Long-distance moves out of the NYC region
For moves to Florida, North Carolina, Texas, or other states beyond New Jersey, Connecticut, and Pennsylvania, the move becomes a long-distance interstate relocation. Dream Moving’s long-distance moving service covers all 50 states under FMCSA operating authority. Interstate moves are priced as binding written estimates based on inventory weight and distance. A dedicated move coordinator handles NYC building paperwork and tracks delivery to the destination. Direct service corridors include NYC to North Carolina and NYC to Connecticut.
What to verify before committing to a suburban move?
Confirm your hybrid policy in writing
The single highest-risk element of the suburban calculation is assuming hybrid flexibility will persist. Get your employer’s hybrid policy in writing before signing a lease or purchase contract. Ask specifically whether the policy is guaranteed for the duration of your employment or subject to change. A mandatory return-to-office policy after you have committed to a 45-minute commute is one of the most common sources of regret in post-pandemic suburban moves.
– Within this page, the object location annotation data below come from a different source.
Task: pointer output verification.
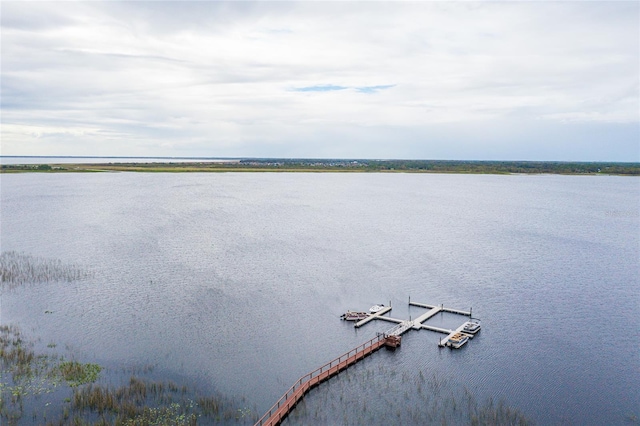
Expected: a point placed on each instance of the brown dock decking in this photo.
(281, 409)
(288, 401)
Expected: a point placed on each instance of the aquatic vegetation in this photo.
(76, 396)
(77, 374)
(426, 399)
(19, 268)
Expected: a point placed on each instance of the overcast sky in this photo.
(429, 80)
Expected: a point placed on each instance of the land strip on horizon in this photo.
(340, 165)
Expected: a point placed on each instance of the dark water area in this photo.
(235, 282)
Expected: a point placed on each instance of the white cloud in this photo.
(201, 78)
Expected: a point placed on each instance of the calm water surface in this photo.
(236, 281)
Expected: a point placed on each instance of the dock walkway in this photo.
(288, 401)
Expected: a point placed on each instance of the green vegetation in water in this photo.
(426, 399)
(75, 373)
(19, 268)
(74, 394)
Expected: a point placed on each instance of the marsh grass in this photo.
(76, 396)
(426, 399)
(18, 269)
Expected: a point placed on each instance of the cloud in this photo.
(282, 77)
(374, 89)
(319, 88)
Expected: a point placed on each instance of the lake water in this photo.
(236, 282)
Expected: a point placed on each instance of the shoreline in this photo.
(340, 166)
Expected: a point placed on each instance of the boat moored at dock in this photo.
(376, 308)
(457, 340)
(471, 327)
(354, 316)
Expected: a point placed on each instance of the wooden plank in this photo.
(288, 405)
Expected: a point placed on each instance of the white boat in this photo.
(471, 327)
(457, 340)
(376, 308)
(354, 316)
Calculate the full monthly cost including property taxes
Westchester and Nassau County property taxes are among the highest in the country. A $12,000 annual property tax bill adds $1,000 per month to the cost of homeownership. Many buyers compare rent to mortgage principal and interest without including property taxes, insurance, and maintenance. The total cost of ownership for a median Westchester home is typically 30 to 40% higher than the mortgage payment alone. For a full overview of what to expect before committing to Westchester, see what to know before moving to Westchester County.
Test the commute during peak hours before committing
Train schedules look acceptable on paper. The experience of a standing-room-only 7:12 AM Metro-North train from Scarsdale during a delayed Thursday morning in winter is different from what a Saturday afternoon test ride reveals. Take the commute at the time you would actually take it, in both directions, before choosing a town.
Research school district boundaries carefully
School district boundaries within a county can vary significantly block by block. Two houses on adjacent streets in the same town can be in different districts with meaningfully different rankings and programs. Confirm the specific district for the specific address, not just the town.